Once I'd figured out that I could add a vase of evergreens in that spot, it occurred to me that I also had some perfectly good containers in the downstairs bathroom that could also hold evergreens—my collection of blue glassware that sits on top of the corner cabinet. So I went through my assortment of evergreen branches and found some long, skinny pieces to fit in the bottles and the bud vase, and some shorter pieces to fill up the little drinking cup. The bowls of the goblets weren't a good shape for evergreens, so I just popped some pine cones in there instead. Then, just for good measure, I set some small pine cones into the tops of the candlesticks as well. And finally, I took the last stray bits of silver ribbon and arranged them along the sides to frame the whole arrangement.

The final change was in the guest room. Last year, I just draped a long length of multi-colored ribbon around the toys on top of the bookcase, but I thought it would really look better if I could add a bit of greenery up there, too.
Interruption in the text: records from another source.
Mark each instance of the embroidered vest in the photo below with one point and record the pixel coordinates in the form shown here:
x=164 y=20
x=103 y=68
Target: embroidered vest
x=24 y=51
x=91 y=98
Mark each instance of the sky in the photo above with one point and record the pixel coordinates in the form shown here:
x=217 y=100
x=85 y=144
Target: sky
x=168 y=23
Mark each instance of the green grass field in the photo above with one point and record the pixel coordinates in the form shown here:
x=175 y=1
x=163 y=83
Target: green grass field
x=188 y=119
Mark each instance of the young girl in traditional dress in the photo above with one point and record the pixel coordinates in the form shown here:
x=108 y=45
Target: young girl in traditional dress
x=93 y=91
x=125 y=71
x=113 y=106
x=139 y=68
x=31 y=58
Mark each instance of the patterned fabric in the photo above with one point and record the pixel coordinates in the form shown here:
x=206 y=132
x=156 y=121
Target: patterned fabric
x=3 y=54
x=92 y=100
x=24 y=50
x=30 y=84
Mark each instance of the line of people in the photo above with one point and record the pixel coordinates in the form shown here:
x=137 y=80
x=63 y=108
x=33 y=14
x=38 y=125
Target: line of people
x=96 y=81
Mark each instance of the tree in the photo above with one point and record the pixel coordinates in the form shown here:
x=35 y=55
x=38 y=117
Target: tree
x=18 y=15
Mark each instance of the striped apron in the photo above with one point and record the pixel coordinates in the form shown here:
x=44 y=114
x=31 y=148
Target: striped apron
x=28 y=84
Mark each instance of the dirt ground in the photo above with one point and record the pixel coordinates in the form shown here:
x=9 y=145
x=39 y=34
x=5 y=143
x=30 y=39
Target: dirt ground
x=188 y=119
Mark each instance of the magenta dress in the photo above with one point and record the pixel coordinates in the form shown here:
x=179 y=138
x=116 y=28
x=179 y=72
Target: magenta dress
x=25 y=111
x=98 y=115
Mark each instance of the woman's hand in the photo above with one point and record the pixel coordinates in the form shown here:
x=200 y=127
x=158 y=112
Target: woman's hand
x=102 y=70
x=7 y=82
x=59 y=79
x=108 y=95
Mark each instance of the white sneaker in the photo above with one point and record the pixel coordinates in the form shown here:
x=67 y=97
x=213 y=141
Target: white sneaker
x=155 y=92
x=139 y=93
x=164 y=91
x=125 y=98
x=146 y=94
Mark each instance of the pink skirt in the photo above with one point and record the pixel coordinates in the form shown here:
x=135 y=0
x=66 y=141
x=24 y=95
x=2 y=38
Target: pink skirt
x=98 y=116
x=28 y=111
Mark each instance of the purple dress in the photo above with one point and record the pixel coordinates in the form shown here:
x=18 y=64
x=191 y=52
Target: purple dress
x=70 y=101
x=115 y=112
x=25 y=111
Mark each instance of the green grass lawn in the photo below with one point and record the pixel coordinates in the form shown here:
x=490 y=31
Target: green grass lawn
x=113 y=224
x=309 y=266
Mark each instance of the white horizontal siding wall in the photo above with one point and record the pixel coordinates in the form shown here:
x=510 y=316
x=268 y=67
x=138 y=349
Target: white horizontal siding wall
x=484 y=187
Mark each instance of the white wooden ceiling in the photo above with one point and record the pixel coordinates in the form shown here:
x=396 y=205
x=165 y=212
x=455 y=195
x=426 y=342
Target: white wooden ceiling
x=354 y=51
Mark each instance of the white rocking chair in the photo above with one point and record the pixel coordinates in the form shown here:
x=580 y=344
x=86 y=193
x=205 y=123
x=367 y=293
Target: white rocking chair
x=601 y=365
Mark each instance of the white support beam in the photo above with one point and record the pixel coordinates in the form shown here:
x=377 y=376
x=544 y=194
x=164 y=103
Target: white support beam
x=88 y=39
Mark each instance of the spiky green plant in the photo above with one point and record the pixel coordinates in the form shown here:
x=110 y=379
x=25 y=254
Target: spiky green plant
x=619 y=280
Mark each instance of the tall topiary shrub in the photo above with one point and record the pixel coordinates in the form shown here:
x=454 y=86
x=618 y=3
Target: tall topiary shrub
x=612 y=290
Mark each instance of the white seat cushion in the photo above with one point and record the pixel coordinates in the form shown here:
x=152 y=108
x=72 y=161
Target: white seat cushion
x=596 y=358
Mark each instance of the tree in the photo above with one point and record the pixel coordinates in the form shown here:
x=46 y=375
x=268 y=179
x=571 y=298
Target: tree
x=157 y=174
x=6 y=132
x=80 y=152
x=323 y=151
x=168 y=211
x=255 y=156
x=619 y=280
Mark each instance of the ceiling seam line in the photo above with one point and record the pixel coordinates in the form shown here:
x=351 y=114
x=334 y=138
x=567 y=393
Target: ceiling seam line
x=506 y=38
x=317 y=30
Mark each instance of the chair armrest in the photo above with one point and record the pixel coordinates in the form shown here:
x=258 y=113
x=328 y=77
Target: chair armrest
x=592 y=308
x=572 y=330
So I pulled out a tall glass goblet—the same one I used to keep flower arrangements in the kitchen before we had to switch to a cat-safe vase—and filled that up with evergreens. For extra color, I took the last tiny bit of red ribbon and twisted it into a bow around the stem of the glass. Then I just cleared a little space among all the toys on the bookcase, and now the toys are all gathered under their very own Christmas tree—right where toys belong.

Since I already owned all the glassware, and the ribbons and pots were saved from last year's decorations, I didn't have to buy anything at all for this year's holiday decorations. The evergreens were all salvaged from the tree-vendors' trash bin, and the pine cones were gathered right here in our neighborhood. So basically, it's all just debris that would otherwise go to waste—and we have instead turned it into beautiful holiday decorations that didn't cost us a penny. An ecofrugal Christmas to all!